What This Means for Asian Marketing Teams
The honest read of the situation for Asian marketing leads is uncomfortable. The SEO playbook many teams refined over the past five years is not wrong. It is incomplete. The brands that recognise this earliest, and that fund a parallel GEO programme rather than waiting for their existing SEO agency to retrofit, will compound a visibility advantage through the second half of this decade. The brands that wait for proof points before reallocating budget will be looking at proof points in their competitors’ citations and case studies.
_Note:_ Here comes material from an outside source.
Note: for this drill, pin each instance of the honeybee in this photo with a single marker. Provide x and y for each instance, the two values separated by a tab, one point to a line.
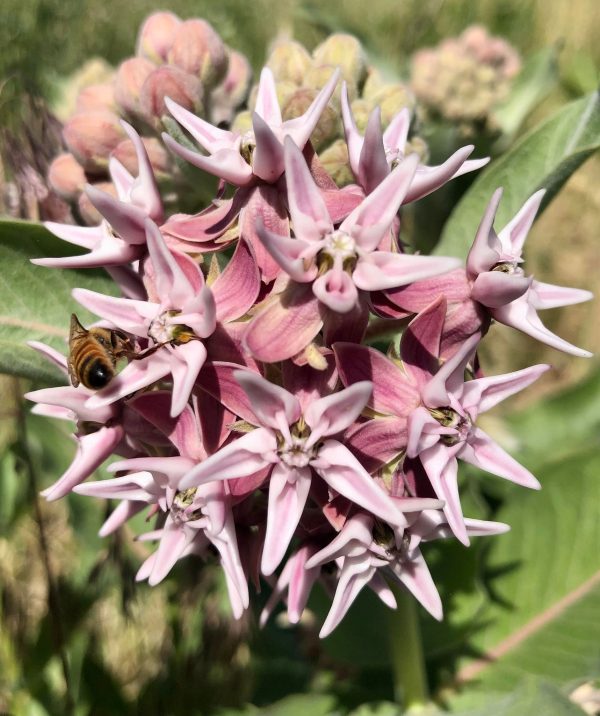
93	354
The deeper observation, consistent with our analysis of where most SEA companies actually sit on the enterprise AI adoption curve, is that Asian brands consistently underestimate how much groundwork is required to reach parity. Marketing budgets that look adequate for SEO are insufficient for GEO because the leverage points have moved out of the marketing department. Public relations, investor relations, industry research participation, and product surface design now sit in the GEO budget alongside content and SEO. Few Asian marketing teams are organised that way yet. The ones that reorganise first will buy themselves a window.
The point that often gets lost in the discussion is that GEO does not require abandoning SEO infrastructure that already works. Existing rankings, backlinks, and on-page work continue to feed answer engines, often as part of the citation graph the model relies on. The reallocation is incremental rather than wholesale. Asian marketing teams that frame the shift as a budget addition rather than a replacement tend to get faster internal sign-off, because the request reads as continuation rather than capitulation. The teams that frame it as ripping out SEO and replacing it with something new run into avoidable internal friction and lose six months of compounding to a process argument that should never have happened.